What was interesting about this bundle of capacity issues was that the sub-set of the group we had charged with developing the positive, high impact scenario had identified several developments that were effectively mirror images of the “failure“ group on this dimension, e.g.:

  • “Marshaled political scientists at leading academic centers to focus work on solving key problems of democracy and they have firmed up what is possible”
  • “Strong evidence for success in building capacity and creating ‘fields’ in current ‘gap’ areas”
  • “Successful grants that strengthen and grow early stage orgs / programs”
  • “Developed productive alliances with foundations on right and left concerned about health of democracy”
  • “Initiative brings and creates more collaboration w/in phil. sector in the same strategic directions; goal of shared tools, taxonomy, spirit is met with enthusiasm.”
  •  “Took advantage of blue chip developmental evaluators to learn and course correct our strategy (and inform field along the way)”

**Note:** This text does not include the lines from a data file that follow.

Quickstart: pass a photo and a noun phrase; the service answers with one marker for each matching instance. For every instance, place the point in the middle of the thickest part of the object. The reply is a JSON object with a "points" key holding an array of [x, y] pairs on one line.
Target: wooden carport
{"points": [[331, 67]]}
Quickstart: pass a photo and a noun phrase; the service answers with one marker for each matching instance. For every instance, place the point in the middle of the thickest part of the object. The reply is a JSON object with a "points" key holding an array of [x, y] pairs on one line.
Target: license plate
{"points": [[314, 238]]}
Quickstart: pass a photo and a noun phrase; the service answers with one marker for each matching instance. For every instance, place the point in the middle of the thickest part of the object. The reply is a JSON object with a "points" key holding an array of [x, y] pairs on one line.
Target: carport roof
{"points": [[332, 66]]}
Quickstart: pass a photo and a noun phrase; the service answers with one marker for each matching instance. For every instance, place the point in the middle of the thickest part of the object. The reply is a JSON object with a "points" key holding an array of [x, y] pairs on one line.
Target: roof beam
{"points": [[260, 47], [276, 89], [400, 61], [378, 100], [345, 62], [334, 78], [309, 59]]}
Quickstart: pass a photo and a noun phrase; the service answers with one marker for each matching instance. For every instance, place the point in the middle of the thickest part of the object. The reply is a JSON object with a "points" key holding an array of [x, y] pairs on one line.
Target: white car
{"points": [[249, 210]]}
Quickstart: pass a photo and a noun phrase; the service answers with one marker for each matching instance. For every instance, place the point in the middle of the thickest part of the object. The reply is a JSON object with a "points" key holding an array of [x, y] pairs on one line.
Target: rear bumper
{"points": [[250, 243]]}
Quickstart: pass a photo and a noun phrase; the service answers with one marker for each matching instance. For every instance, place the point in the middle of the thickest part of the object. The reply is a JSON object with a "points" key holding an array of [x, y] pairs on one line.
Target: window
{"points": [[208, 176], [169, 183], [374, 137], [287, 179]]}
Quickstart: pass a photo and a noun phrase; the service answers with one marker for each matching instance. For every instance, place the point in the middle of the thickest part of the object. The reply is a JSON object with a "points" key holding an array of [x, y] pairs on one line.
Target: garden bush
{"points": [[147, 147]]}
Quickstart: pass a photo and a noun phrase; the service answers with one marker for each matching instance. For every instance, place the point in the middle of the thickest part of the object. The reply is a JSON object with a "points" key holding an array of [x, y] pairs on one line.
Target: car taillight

I thus came away from this exercise determined to focus more clearly on questions of institutional capacity—for current and potential grantees, to be sure, but also for the community of funders and, not least, ourselves.

I cannot begin to fully summarize a half-day’s work in a few bullets, but I wanted to give you a sense for at least some of the issues we are talking about. Feel free to refer back to this post in three years to review what we got right and what we may have missed or over-emphasized. I know I will! In the meantime, please add your input to our premortem in the comments box below.